19. Agree your fee first
First things first, make sure that the fee is agreed before you do any work on a job. "People will take advantage of you," says Jess Bonham.
"Just the very fact that you're showing them that you're taking the budget seriously and you want it to be transparent, makes them realise that they can't mess you about."
20. Have clear T&Cs
Like many freelancers, Cheetham has 30-day payment terms, and charges a 5 per cent late fee, which goes up to 10 per cent after 60 days, but he admits they're largely a deterrent. "It's good that they're written there, but you could have written anything," he laughs.
22. Join an industry body
Cheetham recommends joining an industry body like the Association of Illustrators (opens in new tab), UKWDA (opens in new tab) or DBA (opens in new tab), as the former has given him legal advice on non-payment but has also helped him with pricing.

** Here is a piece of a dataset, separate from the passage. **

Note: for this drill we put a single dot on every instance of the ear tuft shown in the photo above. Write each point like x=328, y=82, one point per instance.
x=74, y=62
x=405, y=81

"You can ping them over project details, and they'll give you advice on fees." This was essential when he was entering the uncertain world of licensing existing un-copyrighted work.
23. Arm yourself with insider intelligence
If you're working for a client on a regular basis, get to know what their policy is so that you can beat the system armed with insider intelligence.
"If you're unlucky enough to time an invoice wrong, you might be looking at six to eight weeks, as opposed to 28 days," Tallon explains.
"And it becomes difficult then because a client has to alter their company policy to meet your invoice terms. Most people just won't do that."
24. Play the reliable card
Working with the system also has its advantages. "One of the benefits of being reliable is that you can say, "Am I okay to invoice this two days before the brief because I'm a bit skint?" and people who know you are generally fine with that and will process it early," he adds.
25. Chase repeatedly if you have to
But, sadly, sometimes you're pushed so far into a corner that your only option is to make yourself as annoying as humanly possible. Follow up a late payment with a friendly email, but if no response is forthcoming then don't be afraid to escalate.
"Ideally contact the right person in the finance department, so you can separate the person you have to be stern with from the creative person," says Bonham.
"But essentially, if you've done a good job for somebody, and they haven't paid you, then they should be the person to feel ashamed. There is nothing wrong with chasing them repeatedly, and don't work for them again."